Lungchow is now spelled Longzhou. After a number of incidents – one of which involved a rapid retreat before an advancing army – my grandfather married my grandmother in Wuchow, South China (also a missionary with CMA, I have a copy of the marriage announcement found in an old Chinese bible). Within a year or so after their marriage they left China because of the civil war and unrest. He worked their way home on a ship by joining the Merchant Marine (so family legend tells me).

Diqing, Yunnan. Image from Wikipedia.

The region Liao visited, where he conducted the interviews in the book was a bit further west, in Yunnan Province, up in the mountains. The picture Liao paints in the book is of missionaries, Catholic and Protestant, who established schools and hospitals, cared for orphans, preached the gospel, and won the hearts of many people – many of whom stood firm in the faith through almost three decades of persecution from the early 50’s until 1980 or so. It was a far cry from the official version Liao had been taught “when Western missionaries were portrayed as “evil agents of the imperialists” who enslaved the Chinese mind, killed Chinese babies, and ruined indigenous cultures.” (p. xviii)

The church in China is not thriving because of western imperialism – and it did not vanish during the communist persecution.
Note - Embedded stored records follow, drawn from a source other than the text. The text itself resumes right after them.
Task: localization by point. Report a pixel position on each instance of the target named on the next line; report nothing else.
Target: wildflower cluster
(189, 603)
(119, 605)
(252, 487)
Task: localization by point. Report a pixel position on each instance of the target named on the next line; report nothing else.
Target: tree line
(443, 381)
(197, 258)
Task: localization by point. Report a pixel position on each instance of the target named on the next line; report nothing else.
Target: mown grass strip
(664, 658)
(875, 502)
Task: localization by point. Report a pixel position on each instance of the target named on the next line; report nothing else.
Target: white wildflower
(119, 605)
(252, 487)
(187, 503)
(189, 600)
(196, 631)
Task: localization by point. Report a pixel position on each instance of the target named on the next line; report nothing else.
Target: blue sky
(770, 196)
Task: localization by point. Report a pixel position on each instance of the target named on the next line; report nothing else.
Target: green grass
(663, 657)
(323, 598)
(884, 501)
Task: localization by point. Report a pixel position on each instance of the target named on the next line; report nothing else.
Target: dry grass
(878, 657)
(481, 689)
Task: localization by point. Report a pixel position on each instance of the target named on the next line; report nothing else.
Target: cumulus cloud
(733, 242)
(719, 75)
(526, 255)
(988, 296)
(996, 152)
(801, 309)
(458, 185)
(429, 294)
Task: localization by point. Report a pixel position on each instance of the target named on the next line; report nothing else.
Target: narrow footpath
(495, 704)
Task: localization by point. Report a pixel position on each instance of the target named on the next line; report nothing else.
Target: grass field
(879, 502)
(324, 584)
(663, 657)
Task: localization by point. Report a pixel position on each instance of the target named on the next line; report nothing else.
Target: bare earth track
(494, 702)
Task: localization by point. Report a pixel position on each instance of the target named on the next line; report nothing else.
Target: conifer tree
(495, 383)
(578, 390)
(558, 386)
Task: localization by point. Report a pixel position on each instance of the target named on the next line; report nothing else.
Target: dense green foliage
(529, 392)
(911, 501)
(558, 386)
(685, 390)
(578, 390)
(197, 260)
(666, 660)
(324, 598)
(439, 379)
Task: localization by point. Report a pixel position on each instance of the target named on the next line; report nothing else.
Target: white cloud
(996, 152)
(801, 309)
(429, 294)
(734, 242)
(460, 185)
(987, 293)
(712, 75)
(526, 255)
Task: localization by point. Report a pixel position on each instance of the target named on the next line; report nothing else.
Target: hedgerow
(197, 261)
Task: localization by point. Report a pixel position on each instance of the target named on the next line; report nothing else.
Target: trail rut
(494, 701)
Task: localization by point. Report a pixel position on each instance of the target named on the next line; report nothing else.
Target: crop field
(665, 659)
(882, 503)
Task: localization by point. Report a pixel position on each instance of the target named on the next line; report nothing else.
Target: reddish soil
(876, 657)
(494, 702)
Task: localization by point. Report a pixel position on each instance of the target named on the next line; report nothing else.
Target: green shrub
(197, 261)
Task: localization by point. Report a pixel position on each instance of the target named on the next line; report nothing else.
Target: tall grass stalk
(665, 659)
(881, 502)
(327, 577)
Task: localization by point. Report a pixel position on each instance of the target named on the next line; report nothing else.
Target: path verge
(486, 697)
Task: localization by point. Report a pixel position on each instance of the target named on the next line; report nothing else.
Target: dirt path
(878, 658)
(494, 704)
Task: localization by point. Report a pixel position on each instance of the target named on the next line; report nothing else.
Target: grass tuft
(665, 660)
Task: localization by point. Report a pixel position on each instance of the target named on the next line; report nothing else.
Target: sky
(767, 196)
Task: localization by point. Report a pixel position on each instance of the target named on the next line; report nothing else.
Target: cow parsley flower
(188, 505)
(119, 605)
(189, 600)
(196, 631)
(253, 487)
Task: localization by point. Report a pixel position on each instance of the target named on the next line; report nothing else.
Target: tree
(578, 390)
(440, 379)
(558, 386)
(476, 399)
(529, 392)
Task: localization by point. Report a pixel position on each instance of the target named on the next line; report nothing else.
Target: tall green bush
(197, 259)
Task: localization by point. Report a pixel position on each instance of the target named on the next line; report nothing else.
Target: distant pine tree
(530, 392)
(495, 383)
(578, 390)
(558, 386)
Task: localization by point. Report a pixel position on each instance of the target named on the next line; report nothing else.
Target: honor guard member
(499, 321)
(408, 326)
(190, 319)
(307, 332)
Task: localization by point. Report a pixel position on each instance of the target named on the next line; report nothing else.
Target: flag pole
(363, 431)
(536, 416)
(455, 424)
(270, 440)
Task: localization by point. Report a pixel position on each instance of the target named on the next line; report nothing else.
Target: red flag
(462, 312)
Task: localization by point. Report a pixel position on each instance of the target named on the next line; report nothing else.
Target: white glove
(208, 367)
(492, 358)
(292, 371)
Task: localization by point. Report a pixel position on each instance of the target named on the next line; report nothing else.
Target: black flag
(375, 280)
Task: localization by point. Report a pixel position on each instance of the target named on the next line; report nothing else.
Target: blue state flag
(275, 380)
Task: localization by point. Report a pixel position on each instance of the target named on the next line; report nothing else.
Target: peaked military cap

Some of the letters home printed in the Alliance Weekly and other newsletters from the early 20th century certainly contain comments that would raise eyebrows today. But they also exhibit a real concern for the people, as people, not merely as souls to be won. The reports are full of references to the local churches and the local pastors leading these churches. The missionary work appeared to concentrate on schools and education at various levels. Seeds were planted by Christians following the great commission to make disciples and to love God and love others.

There is much we can learn by listening to Chinese Christians. I will post on some of the interviews, places described by Liao Yiwu in  God Is Red in upcoming weeks.

Because of the family history I always payed special attention to missions and missionary efforts when it came up in church and in other contexts. Visits by missionaries on furlough, presentations concerning the building of hospitals in Africa, schools in India, and Churches in Asia were a staple of Sunday school, Evening services, and special meetings. But they’ve all but disappeared from the evangelical church. Perhaps this is merely the changing tide of time – a new context and a new emphasis. The world is smaller, and missionary work less important. But I wonder if this is the major impetus. It is a topic worth some discussion.

Should we have more emphasis on missionary work today?

Where and how? or Why not?  What has changed?